Analyzing Canada’s Labour Participation Rate: February 2023 Insights

Canada’s labour market continues to exhibit resilience, as the Labour Force Survey for February 2023 reveals stable employment figures and a consistent unemployment rate of 5.0%. This article delves into the key highlights and insights from the latest data release, shedding light on the dynamics of the Canadian workforce.

Steady Employment Trends

Employment in Canada remained steady in February, with an increase of 22,000 jobs, contributing to a positive upward trend since September 2022. Interestingly, employment among those aged 55 to 64 surged by 25,000, showcasing a strong trend that began in August 2022. This trend is indicative of an evolving labor market, where older individuals are actively participating.

Sectoral Insights

Several sectors experienced notable changes in employment. The healthcare and social assistance sector witnessed substantial growth, with 15,000 new jobs created in February. Public administration also saw a boost, adding 10,000 positions. However, the business, building, and other support services sector recorded a decline of 11,000 jobs, marking its first notable drop since October 2021.

Gender and Age Dynamics

Employment among women in the six months leading up to February increased, reflecting ongoing progress in gender balance within the workforce. Of particular note is the surge in employment for women aged 55 to 64, with a record-high employment rate of 60.8%. On the other hand, core-aged adults (25 to 54) saw little change in employment levels. The youth employment rate in February stood at 59.5%, demonstrating a steady increase over the past year.

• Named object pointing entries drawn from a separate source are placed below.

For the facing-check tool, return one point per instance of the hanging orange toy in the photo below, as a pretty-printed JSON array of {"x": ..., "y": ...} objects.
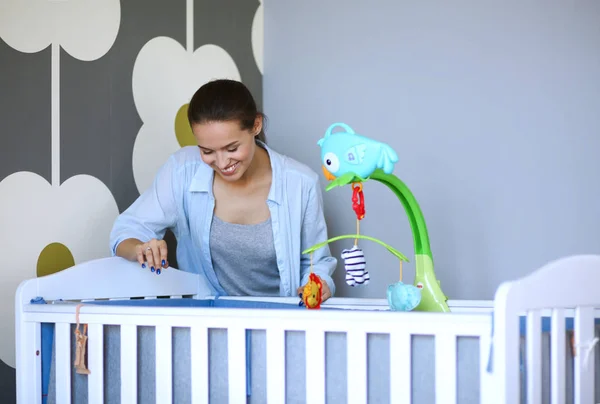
[{"x": 311, "y": 295}]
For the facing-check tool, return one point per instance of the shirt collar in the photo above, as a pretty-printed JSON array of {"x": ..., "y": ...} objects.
[{"x": 203, "y": 179}]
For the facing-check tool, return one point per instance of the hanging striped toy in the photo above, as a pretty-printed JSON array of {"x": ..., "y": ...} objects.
[{"x": 355, "y": 265}]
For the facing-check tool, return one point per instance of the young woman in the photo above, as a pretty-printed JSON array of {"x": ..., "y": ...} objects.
[{"x": 241, "y": 212}]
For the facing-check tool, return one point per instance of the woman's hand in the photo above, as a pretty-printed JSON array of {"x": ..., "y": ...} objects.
[
  {"x": 325, "y": 291},
  {"x": 154, "y": 252}
]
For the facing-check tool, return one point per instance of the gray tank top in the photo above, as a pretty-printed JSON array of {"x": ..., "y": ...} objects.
[{"x": 244, "y": 259}]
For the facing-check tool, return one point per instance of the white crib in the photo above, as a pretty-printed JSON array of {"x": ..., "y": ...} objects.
[{"x": 302, "y": 355}]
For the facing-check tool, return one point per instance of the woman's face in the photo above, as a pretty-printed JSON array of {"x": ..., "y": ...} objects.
[{"x": 226, "y": 147}]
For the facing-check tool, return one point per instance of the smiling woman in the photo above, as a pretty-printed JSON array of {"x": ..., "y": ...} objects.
[{"x": 244, "y": 228}]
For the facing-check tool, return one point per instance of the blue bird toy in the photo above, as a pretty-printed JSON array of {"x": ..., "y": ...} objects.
[{"x": 347, "y": 152}]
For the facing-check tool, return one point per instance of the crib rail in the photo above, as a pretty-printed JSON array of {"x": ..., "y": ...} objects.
[
  {"x": 356, "y": 325},
  {"x": 561, "y": 288}
]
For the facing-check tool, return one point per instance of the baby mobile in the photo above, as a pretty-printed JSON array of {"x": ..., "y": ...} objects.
[{"x": 349, "y": 158}]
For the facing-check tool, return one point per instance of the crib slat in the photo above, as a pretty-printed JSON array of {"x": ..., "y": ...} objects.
[
  {"x": 315, "y": 366},
  {"x": 400, "y": 367},
  {"x": 356, "y": 343},
  {"x": 236, "y": 358},
  {"x": 584, "y": 371},
  {"x": 128, "y": 363},
  {"x": 96, "y": 364},
  {"x": 275, "y": 365},
  {"x": 558, "y": 357},
  {"x": 63, "y": 363},
  {"x": 534, "y": 357},
  {"x": 199, "y": 358},
  {"x": 445, "y": 368},
  {"x": 164, "y": 365}
]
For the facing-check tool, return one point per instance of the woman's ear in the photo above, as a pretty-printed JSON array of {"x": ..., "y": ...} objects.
[{"x": 257, "y": 125}]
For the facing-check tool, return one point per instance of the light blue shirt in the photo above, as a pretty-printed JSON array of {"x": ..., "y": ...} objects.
[{"x": 181, "y": 199}]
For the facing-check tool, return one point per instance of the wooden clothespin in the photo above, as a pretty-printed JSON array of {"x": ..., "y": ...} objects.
[{"x": 81, "y": 342}]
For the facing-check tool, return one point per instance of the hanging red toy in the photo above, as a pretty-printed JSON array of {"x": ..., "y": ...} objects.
[{"x": 358, "y": 205}]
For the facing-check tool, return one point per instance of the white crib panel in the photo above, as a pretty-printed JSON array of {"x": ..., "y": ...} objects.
[
  {"x": 356, "y": 366},
  {"x": 534, "y": 357},
  {"x": 445, "y": 368},
  {"x": 315, "y": 366},
  {"x": 164, "y": 390},
  {"x": 236, "y": 361},
  {"x": 30, "y": 387},
  {"x": 275, "y": 346},
  {"x": 63, "y": 362},
  {"x": 96, "y": 364},
  {"x": 400, "y": 366},
  {"x": 199, "y": 364},
  {"x": 486, "y": 380},
  {"x": 584, "y": 358},
  {"x": 558, "y": 357},
  {"x": 128, "y": 364}
]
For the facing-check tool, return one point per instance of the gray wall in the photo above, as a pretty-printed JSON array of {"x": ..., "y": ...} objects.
[
  {"x": 100, "y": 121},
  {"x": 493, "y": 108}
]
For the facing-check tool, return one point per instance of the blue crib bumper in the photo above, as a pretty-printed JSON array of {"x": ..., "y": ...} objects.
[{"x": 47, "y": 329}]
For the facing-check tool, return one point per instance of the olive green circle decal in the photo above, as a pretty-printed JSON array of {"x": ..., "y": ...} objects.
[
  {"x": 54, "y": 258},
  {"x": 183, "y": 131}
]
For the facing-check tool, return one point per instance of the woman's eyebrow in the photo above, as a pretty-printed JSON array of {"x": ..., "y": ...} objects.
[{"x": 224, "y": 147}]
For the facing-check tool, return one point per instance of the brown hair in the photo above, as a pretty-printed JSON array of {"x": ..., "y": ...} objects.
[{"x": 225, "y": 100}]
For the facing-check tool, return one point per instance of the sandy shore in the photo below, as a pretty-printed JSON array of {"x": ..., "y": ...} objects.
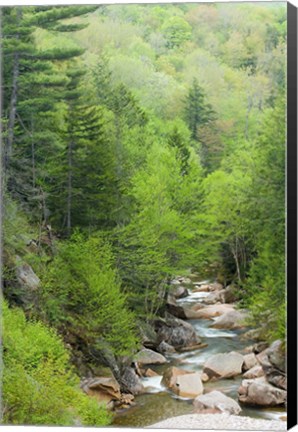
[{"x": 219, "y": 421}]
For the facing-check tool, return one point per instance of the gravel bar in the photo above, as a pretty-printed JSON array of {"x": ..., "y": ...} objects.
[{"x": 221, "y": 422}]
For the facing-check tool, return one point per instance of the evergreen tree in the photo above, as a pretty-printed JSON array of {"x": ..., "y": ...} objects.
[{"x": 197, "y": 111}]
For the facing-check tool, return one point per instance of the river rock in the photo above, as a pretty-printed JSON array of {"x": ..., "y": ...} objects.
[
  {"x": 180, "y": 292},
  {"x": 276, "y": 378},
  {"x": 274, "y": 375},
  {"x": 249, "y": 361},
  {"x": 147, "y": 356},
  {"x": 165, "y": 348},
  {"x": 225, "y": 365},
  {"x": 229, "y": 294},
  {"x": 131, "y": 381},
  {"x": 174, "y": 309},
  {"x": 213, "y": 311},
  {"x": 176, "y": 332},
  {"x": 185, "y": 280},
  {"x": 149, "y": 373},
  {"x": 104, "y": 389},
  {"x": 170, "y": 375},
  {"x": 215, "y": 286},
  {"x": 230, "y": 320},
  {"x": 259, "y": 392},
  {"x": 192, "y": 313},
  {"x": 255, "y": 372},
  {"x": 126, "y": 401},
  {"x": 213, "y": 298},
  {"x": 26, "y": 277},
  {"x": 189, "y": 385},
  {"x": 201, "y": 288},
  {"x": 148, "y": 335},
  {"x": 216, "y": 400},
  {"x": 183, "y": 383},
  {"x": 276, "y": 355}
]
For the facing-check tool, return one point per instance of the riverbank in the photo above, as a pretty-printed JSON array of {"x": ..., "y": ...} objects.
[{"x": 219, "y": 422}]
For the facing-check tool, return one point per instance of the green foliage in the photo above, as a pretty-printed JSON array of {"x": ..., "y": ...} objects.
[
  {"x": 39, "y": 386},
  {"x": 177, "y": 31},
  {"x": 83, "y": 269},
  {"x": 158, "y": 151}
]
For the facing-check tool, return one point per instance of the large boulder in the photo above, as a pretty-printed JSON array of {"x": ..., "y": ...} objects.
[
  {"x": 148, "y": 336},
  {"x": 213, "y": 311},
  {"x": 259, "y": 392},
  {"x": 249, "y": 361},
  {"x": 180, "y": 292},
  {"x": 229, "y": 294},
  {"x": 131, "y": 382},
  {"x": 255, "y": 372},
  {"x": 201, "y": 288},
  {"x": 176, "y": 332},
  {"x": 276, "y": 355},
  {"x": 232, "y": 319},
  {"x": 215, "y": 286},
  {"x": 174, "y": 309},
  {"x": 183, "y": 383},
  {"x": 213, "y": 298},
  {"x": 147, "y": 356},
  {"x": 165, "y": 348},
  {"x": 104, "y": 389},
  {"x": 170, "y": 375},
  {"x": 274, "y": 375},
  {"x": 225, "y": 365},
  {"x": 26, "y": 277},
  {"x": 192, "y": 313},
  {"x": 217, "y": 401},
  {"x": 189, "y": 385}
]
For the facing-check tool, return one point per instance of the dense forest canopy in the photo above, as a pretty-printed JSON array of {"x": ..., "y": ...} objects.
[{"x": 140, "y": 142}]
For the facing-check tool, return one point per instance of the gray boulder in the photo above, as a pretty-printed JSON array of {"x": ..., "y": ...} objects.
[
  {"x": 183, "y": 383},
  {"x": 216, "y": 400},
  {"x": 259, "y": 392},
  {"x": 180, "y": 292},
  {"x": 255, "y": 372},
  {"x": 229, "y": 294},
  {"x": 249, "y": 361},
  {"x": 225, "y": 365},
  {"x": 26, "y": 277},
  {"x": 276, "y": 355},
  {"x": 176, "y": 332},
  {"x": 230, "y": 320},
  {"x": 165, "y": 348},
  {"x": 174, "y": 309},
  {"x": 131, "y": 381},
  {"x": 147, "y": 356}
]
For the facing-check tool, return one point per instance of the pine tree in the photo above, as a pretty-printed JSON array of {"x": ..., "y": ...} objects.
[{"x": 197, "y": 111}]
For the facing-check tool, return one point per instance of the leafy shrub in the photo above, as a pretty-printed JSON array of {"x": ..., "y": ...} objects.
[{"x": 39, "y": 385}]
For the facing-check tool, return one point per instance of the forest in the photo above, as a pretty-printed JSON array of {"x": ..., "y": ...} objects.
[{"x": 141, "y": 143}]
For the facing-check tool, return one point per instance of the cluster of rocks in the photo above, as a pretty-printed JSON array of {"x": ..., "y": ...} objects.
[
  {"x": 218, "y": 305},
  {"x": 261, "y": 366},
  {"x": 107, "y": 390}
]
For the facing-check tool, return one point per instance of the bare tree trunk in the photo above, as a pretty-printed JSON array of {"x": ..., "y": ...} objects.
[
  {"x": 33, "y": 156},
  {"x": 235, "y": 255},
  {"x": 69, "y": 188},
  {"x": 13, "y": 101}
]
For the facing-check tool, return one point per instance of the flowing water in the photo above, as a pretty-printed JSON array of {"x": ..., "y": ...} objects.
[{"x": 158, "y": 403}]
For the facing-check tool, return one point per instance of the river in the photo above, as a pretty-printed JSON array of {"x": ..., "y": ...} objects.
[{"x": 158, "y": 403}]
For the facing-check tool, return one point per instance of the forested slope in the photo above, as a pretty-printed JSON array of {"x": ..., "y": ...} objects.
[{"x": 140, "y": 142}]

Wage Growth and Unemployment Rate

Average hourly wages rose by 5.4% year-over-year in February, reaching $33.16. This increase reflects robust wage growth in the Canadian labor market, outperforming previous months. The unemployment rate held steady at 5.0% in February, remaining close to the record low observed in June and July of 2022.


Regional Variations

Employment trends varied across provinces. Prince Edward Island, Newfoundland and Labrador, New Brunswick, and Manitoba experienced job growth, while Nova Scotia reported a decline. Quebec continued to exhibit a strong labor market, with a low unemployment rate of 4.1%. In contrast, Ontario’s employment held steady, with a 5.1% unemployment rate.


Canada’s labour participation rate remains robust, with steady employment growth in various sectors and across demographics. The increasing participation of older workers and the persistent wage growth are positive indicators of the country’s economic health. Despite regional variations, Canada’s labor market appears resilient, promising continued stability in the months to come.